Let a be the first term and r be the common ration of given GP –

GP : a, ar, ar^2, ar^3, ar^4, …

Sum of first and third term is 40 ie a + ar^2 = 40

1. a(1 + r^2) = 40.

Sum of second and fourth term is 80 ie ar + ar^3 = 80

2. ar(1 + r^2) = 80.

From 1 and 2 -  r (40) = 80, therefore r = 2.

From 1 - a(1 + 2^2) = 40, therefore a = 8.

Option: C

let, first term of G.P be “a” and common difference be “r”

i.e., 1st term = a, 2nd term = ar, 3rd term = ar^2, 4th term = ar^3.

given, sum of 1st and 2nd term = 40

a + ar^2 = 40 ----→ let it be equation 1.

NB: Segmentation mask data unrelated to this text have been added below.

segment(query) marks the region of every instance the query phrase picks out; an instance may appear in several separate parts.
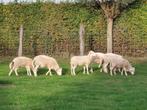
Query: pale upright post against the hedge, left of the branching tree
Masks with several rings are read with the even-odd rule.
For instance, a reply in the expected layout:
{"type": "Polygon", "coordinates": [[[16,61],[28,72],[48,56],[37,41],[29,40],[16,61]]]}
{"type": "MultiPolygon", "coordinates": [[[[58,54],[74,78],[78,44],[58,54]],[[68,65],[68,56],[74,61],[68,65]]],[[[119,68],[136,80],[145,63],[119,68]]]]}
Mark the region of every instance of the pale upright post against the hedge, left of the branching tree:
{"type": "Polygon", "coordinates": [[[79,40],[80,40],[80,55],[84,55],[84,25],[80,24],[80,30],[79,30],[79,40]]]}

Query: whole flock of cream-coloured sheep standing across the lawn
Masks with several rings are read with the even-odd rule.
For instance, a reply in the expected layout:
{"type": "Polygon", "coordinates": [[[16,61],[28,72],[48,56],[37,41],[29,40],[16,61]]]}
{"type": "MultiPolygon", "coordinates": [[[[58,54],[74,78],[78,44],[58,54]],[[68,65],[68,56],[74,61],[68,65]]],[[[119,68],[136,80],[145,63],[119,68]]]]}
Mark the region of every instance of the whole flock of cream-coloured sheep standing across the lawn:
{"type": "MultiPolygon", "coordinates": [[[[116,75],[116,72],[121,72],[121,75],[125,73],[127,76],[127,73],[131,73],[134,75],[135,68],[132,67],[132,65],[129,63],[127,59],[125,59],[123,56],[114,54],[114,53],[100,53],[100,52],[94,52],[90,51],[88,55],[85,56],[73,56],[70,59],[70,65],[71,65],[71,75],[76,75],[75,69],[77,66],[83,66],[83,74],[86,73],[89,74],[89,67],[92,63],[99,64],[100,72],[108,73],[110,72],[110,75],[113,74],[116,75]]],[[[52,76],[51,70],[56,71],[57,75],[62,75],[62,68],[59,67],[57,61],[53,57],[49,57],[46,55],[38,55],[34,57],[34,59],[28,58],[28,57],[16,57],[12,60],[12,62],[9,64],[10,72],[9,76],[14,71],[16,76],[18,76],[18,68],[25,67],[27,70],[27,75],[31,76],[31,70],[34,73],[34,76],[37,76],[37,70],[38,68],[48,68],[48,71],[46,75],[52,76]]],[[[91,68],[91,72],[93,72],[91,68]]]]}

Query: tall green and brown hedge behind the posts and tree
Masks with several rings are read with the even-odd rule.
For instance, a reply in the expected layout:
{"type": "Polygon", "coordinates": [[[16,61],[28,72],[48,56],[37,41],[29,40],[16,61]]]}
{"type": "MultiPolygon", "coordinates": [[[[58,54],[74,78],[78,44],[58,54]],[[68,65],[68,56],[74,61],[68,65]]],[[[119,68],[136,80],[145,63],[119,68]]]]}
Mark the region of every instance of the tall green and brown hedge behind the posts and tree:
{"type": "MultiPolygon", "coordinates": [[[[0,5],[0,55],[16,56],[23,24],[24,55],[79,53],[79,26],[86,29],[85,48],[106,52],[106,21],[101,10],[84,4],[33,3],[0,5]]],[[[114,52],[147,56],[146,1],[138,0],[115,20],[114,52]]]]}

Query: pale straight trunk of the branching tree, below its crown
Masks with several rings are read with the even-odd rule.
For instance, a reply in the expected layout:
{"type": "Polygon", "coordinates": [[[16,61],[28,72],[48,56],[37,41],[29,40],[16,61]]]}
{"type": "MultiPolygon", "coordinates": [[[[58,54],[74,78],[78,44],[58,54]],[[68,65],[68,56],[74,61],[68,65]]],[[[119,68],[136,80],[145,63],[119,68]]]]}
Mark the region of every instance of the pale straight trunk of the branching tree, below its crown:
{"type": "Polygon", "coordinates": [[[113,19],[107,18],[107,53],[112,53],[113,19]]]}

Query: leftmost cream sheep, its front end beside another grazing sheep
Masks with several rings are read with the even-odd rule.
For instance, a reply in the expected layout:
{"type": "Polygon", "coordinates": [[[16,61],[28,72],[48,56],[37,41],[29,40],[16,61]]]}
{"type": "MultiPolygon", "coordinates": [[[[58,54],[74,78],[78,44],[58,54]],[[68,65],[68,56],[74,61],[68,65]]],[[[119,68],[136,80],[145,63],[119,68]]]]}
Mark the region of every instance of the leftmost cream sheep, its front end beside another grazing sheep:
{"type": "Polygon", "coordinates": [[[32,66],[32,59],[28,58],[28,57],[16,57],[12,60],[12,62],[9,64],[9,68],[10,68],[10,72],[9,72],[9,76],[11,76],[12,72],[14,71],[16,76],[18,76],[18,68],[20,67],[25,67],[27,70],[27,75],[31,76],[31,69],[33,71],[33,66],[32,66]]]}

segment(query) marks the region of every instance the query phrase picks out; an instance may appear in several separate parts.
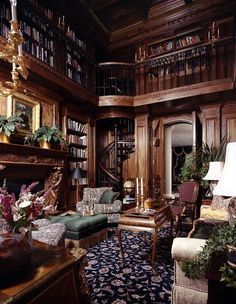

and, sum of 2nd and 4th term = 80

ar + ar^3 = 80 -----→ let it be equation 2.

r(ar+ar^2) = 80 -------→ substitute equation 1 in equation 2

r (40) = 80

r = 80/40 = 2

r = 2

i.e., substitute r value in equation 1 or equation 2 to get the a value.

substituting in equation 1, gives:

a+a(2)^2 = 40

a+4a=40

5a=40

a=40/5

a=8.

Therefore the first term of Geometric preogression is 8.